Three centers used Hologic machines (Hologic, Bedford, MA, USA), one center used a Lunar machine (General Electric, Madison,
WI, USA), and one center used a Norland machine (Cooper Surgical, Trumbull, CT, USA). BMD was expressed as grams per square centimeter and T scores were given. A patient is defined as having a normal BMD with T scores of −1 or above at both lumbar spine and hip [31]. Saracatinib cost patients with T scores between −1 and −2.5 at lumbar spine and/or hip are qualified as osteopenic [31]. A T score of −2.5 or below at lumbar spine and/or hip indicated osteoporosis [31]. Statistical Selleck Lenvatinib analyses The BMD values derived from the different machines and different regions of the hip were calculated to standardized BMD (sBMD) values with previously reported and validated formulas [32, 33]. Differences between the two groups in means of continuous data were tested with independent-samples t-tests or Mann–Whitney U-tests, where appropriate, and differences in categorical data with chi-square tests.

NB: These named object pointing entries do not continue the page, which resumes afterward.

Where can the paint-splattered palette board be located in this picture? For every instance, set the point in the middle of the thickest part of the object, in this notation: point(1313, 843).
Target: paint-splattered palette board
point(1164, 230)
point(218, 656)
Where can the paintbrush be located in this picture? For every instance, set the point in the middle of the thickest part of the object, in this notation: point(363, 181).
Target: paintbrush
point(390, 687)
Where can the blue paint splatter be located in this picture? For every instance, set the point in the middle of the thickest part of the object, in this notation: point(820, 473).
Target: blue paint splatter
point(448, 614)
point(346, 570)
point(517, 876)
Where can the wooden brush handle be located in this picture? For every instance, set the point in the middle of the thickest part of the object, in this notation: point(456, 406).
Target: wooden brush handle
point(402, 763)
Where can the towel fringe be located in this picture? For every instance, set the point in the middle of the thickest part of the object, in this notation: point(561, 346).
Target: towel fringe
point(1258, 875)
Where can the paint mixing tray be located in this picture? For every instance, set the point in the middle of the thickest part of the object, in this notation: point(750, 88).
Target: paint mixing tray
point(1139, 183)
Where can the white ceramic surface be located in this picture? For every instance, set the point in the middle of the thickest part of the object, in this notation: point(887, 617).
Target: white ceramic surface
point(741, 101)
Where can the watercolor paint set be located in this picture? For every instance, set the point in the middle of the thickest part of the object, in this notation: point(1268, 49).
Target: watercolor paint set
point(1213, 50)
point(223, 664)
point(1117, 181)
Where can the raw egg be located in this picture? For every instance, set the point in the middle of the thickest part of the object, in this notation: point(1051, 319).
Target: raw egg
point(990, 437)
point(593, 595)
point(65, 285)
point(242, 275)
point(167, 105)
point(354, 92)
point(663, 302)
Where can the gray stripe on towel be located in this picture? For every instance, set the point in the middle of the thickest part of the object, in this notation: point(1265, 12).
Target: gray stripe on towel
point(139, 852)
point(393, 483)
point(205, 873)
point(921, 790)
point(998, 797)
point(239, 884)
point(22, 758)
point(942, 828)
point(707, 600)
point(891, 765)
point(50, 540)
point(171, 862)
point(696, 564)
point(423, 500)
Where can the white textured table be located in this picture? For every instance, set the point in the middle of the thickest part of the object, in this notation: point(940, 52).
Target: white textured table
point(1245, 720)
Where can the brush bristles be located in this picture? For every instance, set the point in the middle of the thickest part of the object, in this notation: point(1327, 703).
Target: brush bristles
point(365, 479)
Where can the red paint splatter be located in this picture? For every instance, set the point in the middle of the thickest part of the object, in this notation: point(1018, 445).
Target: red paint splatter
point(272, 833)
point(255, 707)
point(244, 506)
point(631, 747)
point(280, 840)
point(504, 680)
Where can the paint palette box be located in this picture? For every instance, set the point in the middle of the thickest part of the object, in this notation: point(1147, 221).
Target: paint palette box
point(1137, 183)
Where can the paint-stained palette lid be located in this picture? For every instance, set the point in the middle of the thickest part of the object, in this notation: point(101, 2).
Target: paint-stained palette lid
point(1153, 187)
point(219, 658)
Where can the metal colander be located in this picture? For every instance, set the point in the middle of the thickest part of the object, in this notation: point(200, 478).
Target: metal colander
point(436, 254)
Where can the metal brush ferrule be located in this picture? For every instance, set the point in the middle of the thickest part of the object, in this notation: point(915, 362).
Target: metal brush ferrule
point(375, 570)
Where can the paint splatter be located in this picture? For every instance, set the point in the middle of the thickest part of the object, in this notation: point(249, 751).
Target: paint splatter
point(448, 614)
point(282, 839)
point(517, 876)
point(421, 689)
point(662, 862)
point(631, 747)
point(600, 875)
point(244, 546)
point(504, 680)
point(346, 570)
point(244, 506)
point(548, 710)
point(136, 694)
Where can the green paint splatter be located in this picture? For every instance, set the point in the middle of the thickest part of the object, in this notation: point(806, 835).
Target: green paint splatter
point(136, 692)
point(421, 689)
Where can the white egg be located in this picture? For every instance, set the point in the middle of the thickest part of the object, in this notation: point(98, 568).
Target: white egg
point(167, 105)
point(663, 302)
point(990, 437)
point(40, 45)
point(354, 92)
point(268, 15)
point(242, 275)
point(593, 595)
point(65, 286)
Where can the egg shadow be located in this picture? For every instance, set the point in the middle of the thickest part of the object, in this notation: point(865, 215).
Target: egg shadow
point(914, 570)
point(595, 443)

Differences
in sBMD values between the two groups over time were tested using repeated-measures ANOVA. Additionally, longitudinal regression analyses (mixed models) were performed to assess the influence of patient characteristics and disease severity on the course of sBMD. A random intercept was used, and treatment group and time were independent variables, and sBMD in the lumbar spine or left hip (with separate analyses for Q-VD-Oph molecular weight these two variables) was the dependent variable. Gender, age, weight, rheumatoid factor status, baseline DAS28 (disease activity score based on 28 joints),
and average DAS28 during the trial period were used as covariates Adenosine triphosphate in the models. Several interaction terms (i.e., treatment strategy × gender, treatment strategy × age, treatment strategy × time, age × time) were also tested in the models to investigate whether the effect of the treatment strategy on sBMD was constant between subgroups and whether the effects of the treatment strategy and age on BMD were constant over time. Using a backward selection strategy, variables which did not contribute to the model were removed from the model one by one. A liberal p-value (p > 0.20) was used for exclusion from the model. In all models, treatment strategy and study center were retained as covariates. Separate models were created including SHS instead of DAS28 measurements or including adalimumab treatment. Since mixed model analyses can account for missing data (assumed to be missing at random), patients who missed one or two BMD measurements were still included in the longitudinal regression analyses. The statistical software SPSS 18.0 and NCSS 2007 were used for analyses of data. Unless stated otherwise, P values below 0.05 were considered as statistically significant.